L’insécurité linguistique en Ontario : un défi persistant pour les francophones

TORONTO – L’insécurité linguistique, un phénomène qui touche aussi bien les francophones que les apprenants du français, a été au cœur des discussions lors d’une conférence au Collège Massey ce jeudi à l’occasion du Mois de la Francophonie. Cet événement, qui réunissait des experts issus de divers milieux, a mis en lumière les défis rencontrés par les francophones en situation minoritaire en Ontario et les solutions envisagées pour y répondre.
L’insécurité linguistique, définie comme un sentiment de malaise ou d’anxiété lié à l’usage du français, ne concerne pas uniquement les apprenants de la langue. Comme l’a souligné Marco Fiola, principal du Collège Glendon, même un francophone natif peut ressentir une insécurité face à des variétés de français jugées plus prestigieuses. Il a rappelé que cette insécurité commence parfois dès l’enfance, lorsque les élèves constatent des différences entre le français parlé à la maison et celui enseigné à l’école, prenant pour exemple son expérience personnelle.
« J’ai grandi dans un environnement francophone unilingue, confie-t-il. J’ai grandi dans une ferme, le français était omniprésent autour de moi au quotidien, mais je n’étais pas un francophone scolarisé ni un spécialiste. Quand je suis allé à l’école, j’avais l’impression d’apprendre ma première seconde langue. »
La juge Julie Thorburn qui a introduit le premier des trois panels du jour sur le sujet de l’insécurité linguistique a, quant à elle, mis en avant l’importance du français dans l’identité culturelle et personnelle. « La langue est plus qu’un moyen de communication. Elle est le pont entre l’isolement et la collectivité », a-t-elle déclaré, insistant sur la nécessité de préserver et promouvoir son usage.
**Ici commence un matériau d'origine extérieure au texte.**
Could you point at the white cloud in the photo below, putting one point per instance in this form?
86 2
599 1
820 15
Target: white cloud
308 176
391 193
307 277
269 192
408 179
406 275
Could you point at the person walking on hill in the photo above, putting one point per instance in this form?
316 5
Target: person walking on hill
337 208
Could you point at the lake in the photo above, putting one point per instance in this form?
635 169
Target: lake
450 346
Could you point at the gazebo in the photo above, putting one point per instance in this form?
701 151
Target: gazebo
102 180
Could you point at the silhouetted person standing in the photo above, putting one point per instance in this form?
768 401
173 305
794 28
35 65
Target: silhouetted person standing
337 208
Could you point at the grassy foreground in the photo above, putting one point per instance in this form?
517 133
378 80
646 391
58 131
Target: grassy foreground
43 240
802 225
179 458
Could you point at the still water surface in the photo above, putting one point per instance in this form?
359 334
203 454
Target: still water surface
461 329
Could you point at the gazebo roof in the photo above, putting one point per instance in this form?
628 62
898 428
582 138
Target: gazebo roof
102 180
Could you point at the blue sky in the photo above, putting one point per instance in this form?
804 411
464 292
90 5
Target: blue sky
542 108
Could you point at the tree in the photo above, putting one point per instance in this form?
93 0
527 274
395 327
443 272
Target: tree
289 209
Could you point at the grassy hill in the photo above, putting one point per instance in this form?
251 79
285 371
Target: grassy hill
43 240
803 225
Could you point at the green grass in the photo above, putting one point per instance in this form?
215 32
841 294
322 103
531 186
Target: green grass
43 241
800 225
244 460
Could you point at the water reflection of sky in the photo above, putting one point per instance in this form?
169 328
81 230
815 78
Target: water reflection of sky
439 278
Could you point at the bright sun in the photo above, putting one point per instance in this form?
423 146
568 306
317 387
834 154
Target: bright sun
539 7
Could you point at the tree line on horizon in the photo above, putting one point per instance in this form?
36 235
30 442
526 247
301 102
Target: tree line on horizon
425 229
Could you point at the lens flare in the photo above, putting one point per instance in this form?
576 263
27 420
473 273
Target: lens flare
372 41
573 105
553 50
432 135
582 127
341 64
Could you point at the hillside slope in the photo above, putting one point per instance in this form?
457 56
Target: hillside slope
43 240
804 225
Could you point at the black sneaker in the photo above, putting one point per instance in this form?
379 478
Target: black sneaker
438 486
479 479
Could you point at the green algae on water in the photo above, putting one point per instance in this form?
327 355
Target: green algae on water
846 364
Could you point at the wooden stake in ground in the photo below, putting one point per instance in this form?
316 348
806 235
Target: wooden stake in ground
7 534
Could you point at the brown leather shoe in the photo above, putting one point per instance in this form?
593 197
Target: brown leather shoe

Un manque de reconnaissance et de financement
L’un des problèmes majeurs soulevés par Geneviève Grenier, présidente du Conseil scolaire catholique MonAvenir, est le manque de financement pour les services et établissements en français. Cette dernière a pointé du doigt les difficultés d’accès aux écoles francophones dans certaines régions : « En Ontario, certains élèves doivent parcourir jusqu’à 1 h 30 pour accéder à une école secondaire en français. Nous devons nous battre pour nos droits linguistiques et rappeler aux gouvernements leur devoir de financement ».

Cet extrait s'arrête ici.